Obrigações Moody’s não mexe em Portugal e mantém rating no "lixo"

Moody’s não mexe em Portugal e mantém rating no "lixo"

A agência de notação financeira voltou a não se pronunciar sobre a classificação da dívida soberana de longo prazo de Portugal, que se manteve assim em Ba1, o primeiro nível da categoria de investimento especulativo. A próxima avaliação está prevista para 1 de Setembro.
Moody’s não mexe em Portugal e mantém rating no "lixo"
Bloomberg
Carla Pedro 05 de maio de 2017 às 22:38

A Moody’s, que tinha agendada para esta sexta-feira, 5 de Maio, uma possível decisão sobre o rating e perspectiva de Portugal, optou por não o fazer. A notação soberana mantém-se assim no primeiro nível de "junk", que recai na categoria de investimento especulativo.

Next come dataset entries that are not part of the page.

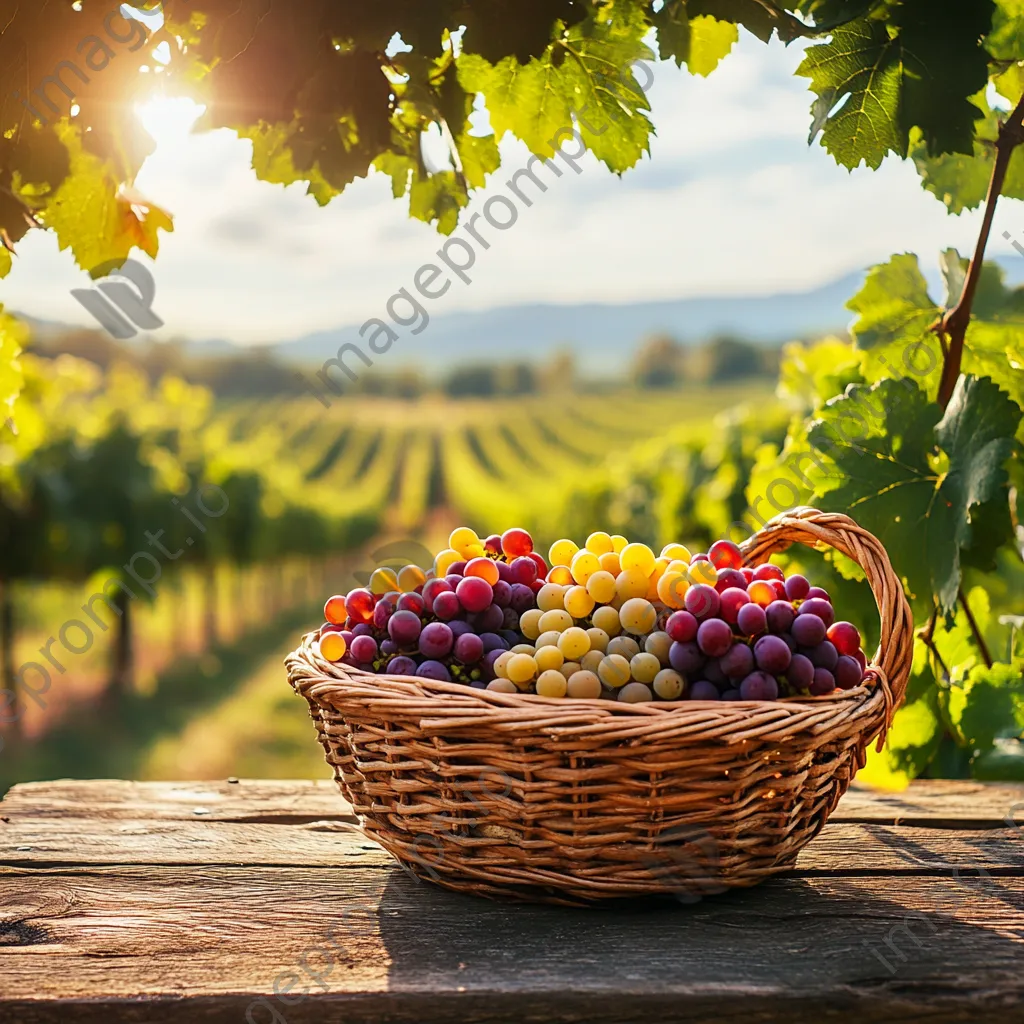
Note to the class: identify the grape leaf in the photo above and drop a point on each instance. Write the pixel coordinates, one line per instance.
(915, 480)
(893, 304)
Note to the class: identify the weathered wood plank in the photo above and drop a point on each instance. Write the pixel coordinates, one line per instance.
(800, 949)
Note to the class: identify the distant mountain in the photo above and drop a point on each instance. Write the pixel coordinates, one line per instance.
(601, 335)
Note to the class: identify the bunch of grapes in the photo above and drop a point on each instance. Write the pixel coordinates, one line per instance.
(606, 621)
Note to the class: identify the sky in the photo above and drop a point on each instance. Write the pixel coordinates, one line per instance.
(731, 202)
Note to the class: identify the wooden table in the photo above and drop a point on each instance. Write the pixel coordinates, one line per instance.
(225, 901)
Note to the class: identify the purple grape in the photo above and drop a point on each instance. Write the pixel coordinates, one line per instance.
(752, 620)
(737, 663)
(435, 640)
(404, 627)
(823, 682)
(847, 673)
(820, 607)
(808, 630)
(779, 615)
(469, 648)
(759, 685)
(433, 670)
(685, 657)
(714, 637)
(522, 598)
(823, 655)
(800, 673)
(702, 690)
(772, 655)
(446, 605)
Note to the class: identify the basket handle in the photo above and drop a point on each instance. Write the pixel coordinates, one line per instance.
(894, 657)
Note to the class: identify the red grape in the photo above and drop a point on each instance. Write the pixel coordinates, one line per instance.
(732, 600)
(845, 637)
(681, 626)
(752, 620)
(714, 637)
(516, 542)
(702, 601)
(725, 555)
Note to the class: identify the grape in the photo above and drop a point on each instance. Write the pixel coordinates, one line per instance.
(669, 685)
(446, 605)
(759, 685)
(433, 670)
(823, 682)
(682, 627)
(714, 637)
(732, 599)
(820, 607)
(686, 657)
(845, 637)
(779, 615)
(485, 568)
(752, 620)
(435, 640)
(737, 662)
(638, 615)
(635, 693)
(772, 655)
(808, 630)
(359, 605)
(474, 594)
(702, 690)
(523, 570)
(801, 672)
(364, 649)
(847, 673)
(403, 628)
(516, 542)
(336, 609)
(702, 601)
(823, 655)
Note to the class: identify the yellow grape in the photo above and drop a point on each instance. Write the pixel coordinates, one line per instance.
(606, 617)
(463, 540)
(614, 671)
(579, 603)
(551, 684)
(631, 583)
(644, 667)
(549, 657)
(561, 552)
(573, 643)
(549, 597)
(529, 624)
(556, 619)
(601, 587)
(521, 669)
(585, 564)
(584, 685)
(637, 556)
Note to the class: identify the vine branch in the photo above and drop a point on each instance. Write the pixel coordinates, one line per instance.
(951, 329)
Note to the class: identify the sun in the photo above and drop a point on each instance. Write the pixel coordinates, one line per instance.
(169, 119)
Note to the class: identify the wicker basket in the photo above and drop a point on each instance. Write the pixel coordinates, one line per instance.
(574, 801)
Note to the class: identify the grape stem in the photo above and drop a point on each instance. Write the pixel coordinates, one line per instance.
(979, 639)
(952, 326)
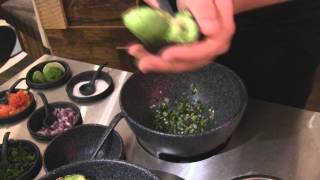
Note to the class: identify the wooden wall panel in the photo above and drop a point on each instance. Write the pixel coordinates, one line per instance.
(96, 12)
(51, 14)
(94, 45)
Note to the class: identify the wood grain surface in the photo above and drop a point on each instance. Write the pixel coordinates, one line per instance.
(96, 12)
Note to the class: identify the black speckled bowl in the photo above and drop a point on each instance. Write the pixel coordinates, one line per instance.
(35, 121)
(35, 169)
(217, 87)
(54, 84)
(102, 170)
(21, 115)
(86, 76)
(79, 143)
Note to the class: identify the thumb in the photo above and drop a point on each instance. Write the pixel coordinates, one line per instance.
(153, 3)
(206, 15)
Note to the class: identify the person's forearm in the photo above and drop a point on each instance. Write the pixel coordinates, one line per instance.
(245, 5)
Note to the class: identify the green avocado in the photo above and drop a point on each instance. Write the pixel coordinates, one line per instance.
(53, 72)
(38, 77)
(147, 24)
(154, 26)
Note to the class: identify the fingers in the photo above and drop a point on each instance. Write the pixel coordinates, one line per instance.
(206, 14)
(148, 62)
(204, 50)
(153, 3)
(225, 8)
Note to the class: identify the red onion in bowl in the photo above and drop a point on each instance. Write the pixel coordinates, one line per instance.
(66, 119)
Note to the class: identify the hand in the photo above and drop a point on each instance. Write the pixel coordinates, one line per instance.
(215, 19)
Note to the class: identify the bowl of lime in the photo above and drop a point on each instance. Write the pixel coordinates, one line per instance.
(49, 74)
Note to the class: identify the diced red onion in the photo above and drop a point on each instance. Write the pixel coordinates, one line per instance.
(66, 119)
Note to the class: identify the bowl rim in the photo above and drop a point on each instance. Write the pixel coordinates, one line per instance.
(79, 77)
(125, 163)
(45, 153)
(38, 159)
(229, 122)
(67, 75)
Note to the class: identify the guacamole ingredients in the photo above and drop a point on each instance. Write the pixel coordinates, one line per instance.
(66, 119)
(20, 158)
(38, 77)
(73, 177)
(147, 24)
(101, 85)
(51, 72)
(182, 116)
(154, 26)
(17, 102)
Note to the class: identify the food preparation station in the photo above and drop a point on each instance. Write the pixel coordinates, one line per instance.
(272, 139)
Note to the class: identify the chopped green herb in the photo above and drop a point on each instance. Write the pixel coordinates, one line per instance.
(182, 116)
(20, 160)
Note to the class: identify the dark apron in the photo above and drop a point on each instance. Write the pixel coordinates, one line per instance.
(276, 51)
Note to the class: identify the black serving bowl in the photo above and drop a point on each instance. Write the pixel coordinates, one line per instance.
(102, 170)
(39, 67)
(86, 76)
(21, 115)
(79, 143)
(33, 171)
(35, 122)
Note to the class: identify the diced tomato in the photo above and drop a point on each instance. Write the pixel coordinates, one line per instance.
(16, 103)
(4, 111)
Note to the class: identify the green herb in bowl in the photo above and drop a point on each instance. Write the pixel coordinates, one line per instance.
(20, 159)
(182, 116)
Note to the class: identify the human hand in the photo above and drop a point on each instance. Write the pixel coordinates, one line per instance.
(216, 23)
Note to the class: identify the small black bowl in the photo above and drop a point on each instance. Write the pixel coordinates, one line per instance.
(102, 170)
(35, 169)
(35, 121)
(21, 115)
(86, 76)
(39, 67)
(79, 143)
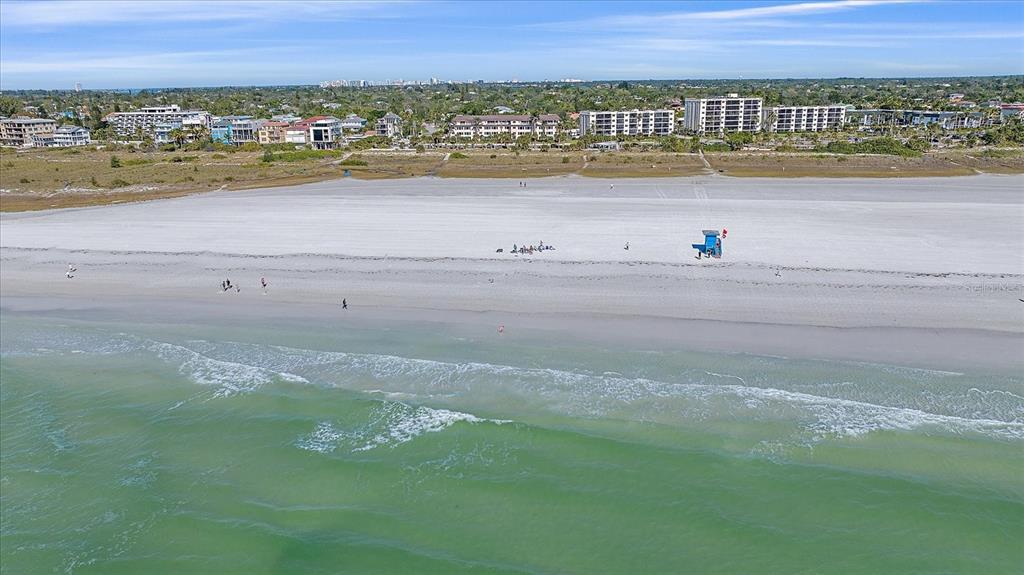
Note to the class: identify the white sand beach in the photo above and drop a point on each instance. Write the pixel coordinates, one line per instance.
(925, 255)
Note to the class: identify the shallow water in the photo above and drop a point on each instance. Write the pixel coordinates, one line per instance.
(147, 447)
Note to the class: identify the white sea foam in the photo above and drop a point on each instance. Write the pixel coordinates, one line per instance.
(324, 439)
(390, 424)
(819, 410)
(228, 377)
(593, 395)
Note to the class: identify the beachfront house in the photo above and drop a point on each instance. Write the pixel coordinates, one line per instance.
(325, 132)
(236, 130)
(389, 125)
(353, 123)
(505, 124)
(18, 132)
(271, 132)
(68, 136)
(297, 134)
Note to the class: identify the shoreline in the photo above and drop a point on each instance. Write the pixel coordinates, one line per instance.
(747, 165)
(930, 349)
(859, 270)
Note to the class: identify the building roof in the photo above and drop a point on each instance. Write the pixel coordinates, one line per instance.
(492, 118)
(26, 120)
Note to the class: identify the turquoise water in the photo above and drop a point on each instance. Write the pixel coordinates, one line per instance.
(136, 448)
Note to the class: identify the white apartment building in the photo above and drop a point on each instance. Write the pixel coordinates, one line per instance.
(720, 115)
(628, 123)
(146, 119)
(514, 125)
(353, 122)
(67, 136)
(547, 125)
(389, 125)
(19, 131)
(297, 134)
(803, 118)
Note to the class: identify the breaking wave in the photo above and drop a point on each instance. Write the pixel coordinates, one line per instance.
(390, 424)
(819, 410)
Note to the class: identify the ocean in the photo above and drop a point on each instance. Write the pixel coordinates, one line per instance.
(192, 447)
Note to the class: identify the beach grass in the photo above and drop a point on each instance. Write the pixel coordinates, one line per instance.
(40, 179)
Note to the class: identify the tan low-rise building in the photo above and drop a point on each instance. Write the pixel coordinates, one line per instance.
(23, 132)
(500, 124)
(272, 132)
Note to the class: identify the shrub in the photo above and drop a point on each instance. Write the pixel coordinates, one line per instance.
(888, 146)
(717, 146)
(301, 155)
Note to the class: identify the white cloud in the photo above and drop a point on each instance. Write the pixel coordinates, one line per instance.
(759, 15)
(66, 62)
(791, 9)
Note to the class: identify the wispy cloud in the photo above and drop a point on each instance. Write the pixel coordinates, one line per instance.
(84, 12)
(65, 62)
(791, 9)
(759, 15)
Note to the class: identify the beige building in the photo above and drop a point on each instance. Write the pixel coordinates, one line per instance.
(272, 132)
(19, 132)
(500, 124)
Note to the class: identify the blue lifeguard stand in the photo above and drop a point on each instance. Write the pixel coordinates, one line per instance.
(712, 247)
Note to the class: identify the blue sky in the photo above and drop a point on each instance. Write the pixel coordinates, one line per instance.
(123, 44)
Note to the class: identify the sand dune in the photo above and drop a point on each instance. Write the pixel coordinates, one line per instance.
(927, 254)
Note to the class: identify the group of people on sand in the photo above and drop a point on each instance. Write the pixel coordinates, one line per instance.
(516, 249)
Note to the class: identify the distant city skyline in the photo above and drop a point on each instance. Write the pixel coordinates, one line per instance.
(103, 44)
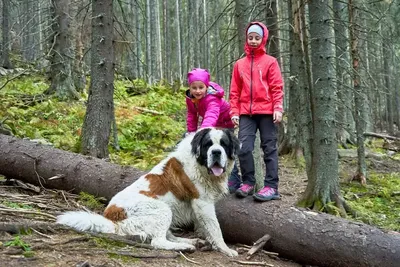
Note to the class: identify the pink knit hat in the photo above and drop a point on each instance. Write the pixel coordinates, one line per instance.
(199, 75)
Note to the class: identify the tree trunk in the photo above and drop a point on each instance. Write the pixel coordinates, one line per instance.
(344, 117)
(100, 106)
(304, 236)
(62, 83)
(323, 180)
(178, 75)
(357, 45)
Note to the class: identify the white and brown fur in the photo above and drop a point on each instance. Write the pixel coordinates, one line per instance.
(181, 190)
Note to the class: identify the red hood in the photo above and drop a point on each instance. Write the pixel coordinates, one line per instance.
(260, 49)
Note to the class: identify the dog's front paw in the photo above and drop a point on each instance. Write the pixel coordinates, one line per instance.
(229, 252)
(203, 245)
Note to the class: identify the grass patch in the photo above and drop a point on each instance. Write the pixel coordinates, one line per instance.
(90, 201)
(18, 242)
(379, 202)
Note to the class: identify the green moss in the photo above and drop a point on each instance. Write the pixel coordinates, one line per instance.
(18, 242)
(90, 201)
(29, 254)
(379, 202)
(123, 258)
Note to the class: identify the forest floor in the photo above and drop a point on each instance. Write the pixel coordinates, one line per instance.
(49, 245)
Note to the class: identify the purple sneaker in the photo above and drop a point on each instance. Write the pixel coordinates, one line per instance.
(233, 186)
(267, 193)
(244, 190)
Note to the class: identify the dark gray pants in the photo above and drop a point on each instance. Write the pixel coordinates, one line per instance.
(248, 126)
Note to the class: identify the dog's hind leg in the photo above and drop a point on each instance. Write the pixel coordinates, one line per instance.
(161, 236)
(152, 219)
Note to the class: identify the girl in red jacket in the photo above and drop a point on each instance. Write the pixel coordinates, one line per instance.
(206, 107)
(256, 103)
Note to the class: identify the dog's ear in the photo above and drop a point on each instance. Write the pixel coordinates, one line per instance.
(234, 141)
(196, 142)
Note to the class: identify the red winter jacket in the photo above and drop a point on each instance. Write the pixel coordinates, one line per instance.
(212, 108)
(257, 85)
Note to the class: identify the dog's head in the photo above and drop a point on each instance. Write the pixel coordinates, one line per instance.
(215, 149)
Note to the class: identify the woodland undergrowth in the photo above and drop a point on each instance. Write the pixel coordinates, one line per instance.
(150, 122)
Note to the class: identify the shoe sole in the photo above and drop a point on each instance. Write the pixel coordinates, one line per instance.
(242, 194)
(263, 199)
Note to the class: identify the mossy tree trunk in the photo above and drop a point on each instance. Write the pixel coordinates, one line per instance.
(323, 179)
(357, 44)
(5, 53)
(346, 125)
(96, 127)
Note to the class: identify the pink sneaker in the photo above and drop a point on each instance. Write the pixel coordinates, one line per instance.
(267, 193)
(244, 190)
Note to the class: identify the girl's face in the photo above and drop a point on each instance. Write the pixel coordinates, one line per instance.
(254, 39)
(198, 89)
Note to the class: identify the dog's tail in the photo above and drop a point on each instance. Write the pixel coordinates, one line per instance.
(86, 221)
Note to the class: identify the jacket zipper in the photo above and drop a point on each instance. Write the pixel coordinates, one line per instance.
(251, 81)
(265, 87)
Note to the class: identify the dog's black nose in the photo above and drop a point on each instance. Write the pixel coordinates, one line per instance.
(216, 152)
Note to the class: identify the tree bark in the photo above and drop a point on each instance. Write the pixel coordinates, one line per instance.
(5, 55)
(304, 236)
(100, 106)
(62, 83)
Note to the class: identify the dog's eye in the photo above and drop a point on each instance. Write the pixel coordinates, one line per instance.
(223, 143)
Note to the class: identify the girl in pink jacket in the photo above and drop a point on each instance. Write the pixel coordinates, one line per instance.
(206, 107)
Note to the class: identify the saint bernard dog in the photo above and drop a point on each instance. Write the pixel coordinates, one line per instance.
(181, 190)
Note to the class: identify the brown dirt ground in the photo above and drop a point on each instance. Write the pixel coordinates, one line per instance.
(52, 246)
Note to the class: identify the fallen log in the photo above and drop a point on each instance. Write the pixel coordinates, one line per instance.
(383, 136)
(304, 236)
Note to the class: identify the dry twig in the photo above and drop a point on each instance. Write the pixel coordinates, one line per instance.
(259, 244)
(189, 260)
(258, 263)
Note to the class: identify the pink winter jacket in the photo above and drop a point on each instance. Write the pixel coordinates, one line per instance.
(213, 108)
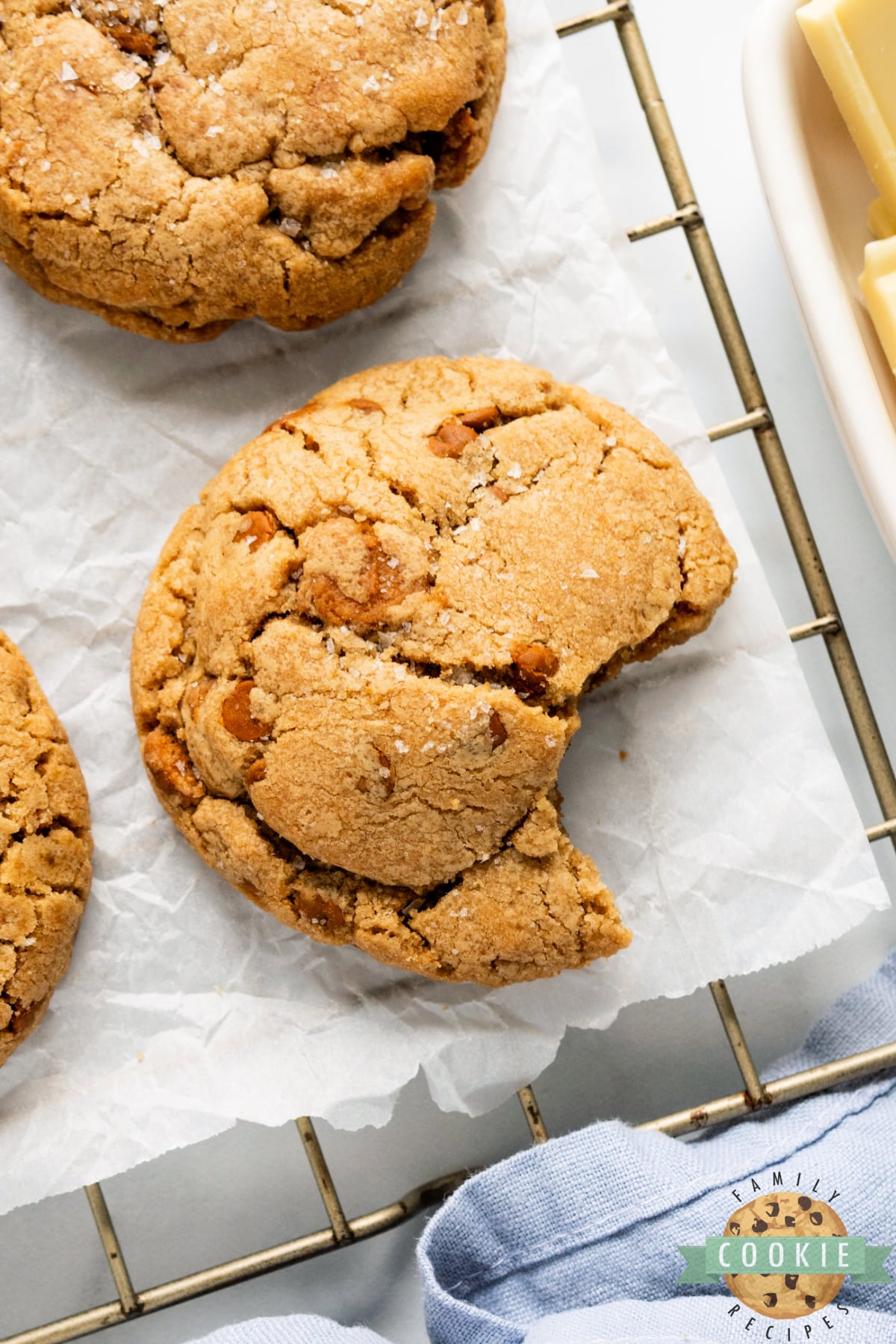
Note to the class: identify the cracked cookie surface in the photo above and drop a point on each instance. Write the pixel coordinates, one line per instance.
(358, 663)
(176, 166)
(45, 850)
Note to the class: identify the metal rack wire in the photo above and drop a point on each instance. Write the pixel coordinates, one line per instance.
(825, 624)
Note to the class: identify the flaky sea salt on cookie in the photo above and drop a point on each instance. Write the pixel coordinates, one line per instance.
(176, 166)
(45, 850)
(358, 663)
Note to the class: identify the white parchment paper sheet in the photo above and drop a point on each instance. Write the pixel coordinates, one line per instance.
(727, 833)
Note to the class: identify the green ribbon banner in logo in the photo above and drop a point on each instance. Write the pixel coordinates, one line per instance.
(786, 1256)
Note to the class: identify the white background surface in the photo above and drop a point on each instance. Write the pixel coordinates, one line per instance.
(250, 1189)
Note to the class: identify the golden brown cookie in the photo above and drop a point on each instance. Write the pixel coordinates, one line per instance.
(358, 663)
(785, 1214)
(176, 166)
(45, 850)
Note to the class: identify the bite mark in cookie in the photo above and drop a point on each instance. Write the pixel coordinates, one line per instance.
(371, 653)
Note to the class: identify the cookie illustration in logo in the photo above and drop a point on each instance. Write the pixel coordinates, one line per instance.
(785, 1214)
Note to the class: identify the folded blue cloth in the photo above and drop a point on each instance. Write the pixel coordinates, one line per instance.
(575, 1242)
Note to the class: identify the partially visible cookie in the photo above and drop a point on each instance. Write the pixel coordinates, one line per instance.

Já o "outlook", que é a perspectiva para a evolução da qualidade da dívida, continua a ser "estável".

A agência anunciou esta noite, na sua informação sobre o calendário de actualizações das dívidas soberanas, que não emitiu qualquer opinião sobre Portugal, apesar do agendamento dessa possibilidade.

Depois de ter elevado o rating de Portugal para o actual patamar, a 25 de Julho de 2014, a Moody's já teve agendadas várias revisões mas tem decidido não proceder a qualquer mexida.

Entre as restantes grandes agências, também a Fitch e a Standard & Poor’s colocam Portugal neste patamar e com perspectiva "estável". Apenas a canadiana DBRS tem a dívida soberana do país fora de "lixo", no último grau da categoria de investimento de qualidade – sendo que o "outlook" é "estável".

Ao ser a única agência que mantém Portugal acima de "lixo", a DBRS tem o poder de ligar ou desligar Portugal da máquina do Banco Central Europeu, uma vez que é a única actualmente que garante a elegibilidade da dívida nacional para os programas de compra do BCE.

As datas de apresentação dos relatórios são indicativas, não tendo as agências que cumprir o calendário que passaram a apresentar às autoridades europeias de supervisão – no qual agendam os dias, do ano seguinte, em que pensam pronunciar-se sobre cada dívida soberana (e que têm de ser sempre à sexta-feira após o fecho das bolsas).

Assim, apesar de as agências agendarem antecipadamente os dias em se pronunciarão sobre as dívidas soberanas, podem não o fazer se virem que não há razões que o justifiquem. Da mesma forma, podem pronunciar-se fora do calendário planeado se surgirem circunstâncias excepcionais que a isso as movam.